A lens located in the y-z plane at x = 0 forms an image of an arrow at x = x 2 =

Question

A lens located in the y-z plane at x = 0 forms an image of an arrow at x = x2 = 102.1 cm. The tip of the object arrow is located at (x,y) = (x1, y1) = (-52.6 cm, 5.18 cm). The index of refraction of the lens is n = 1.44.

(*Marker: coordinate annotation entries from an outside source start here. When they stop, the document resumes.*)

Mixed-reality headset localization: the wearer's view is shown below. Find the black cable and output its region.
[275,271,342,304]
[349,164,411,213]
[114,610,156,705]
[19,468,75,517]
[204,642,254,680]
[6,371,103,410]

1)What is flens, the focal length of the lens? If the lens is converging flens is positive. It the lens is diverging, flens is negative.

2)What is y2, the y-coordinate of the image of the tip of the arrow?

3)The lens is a plano-convex lens. What is Rlens, the radius of curvature of the convex side of the lens?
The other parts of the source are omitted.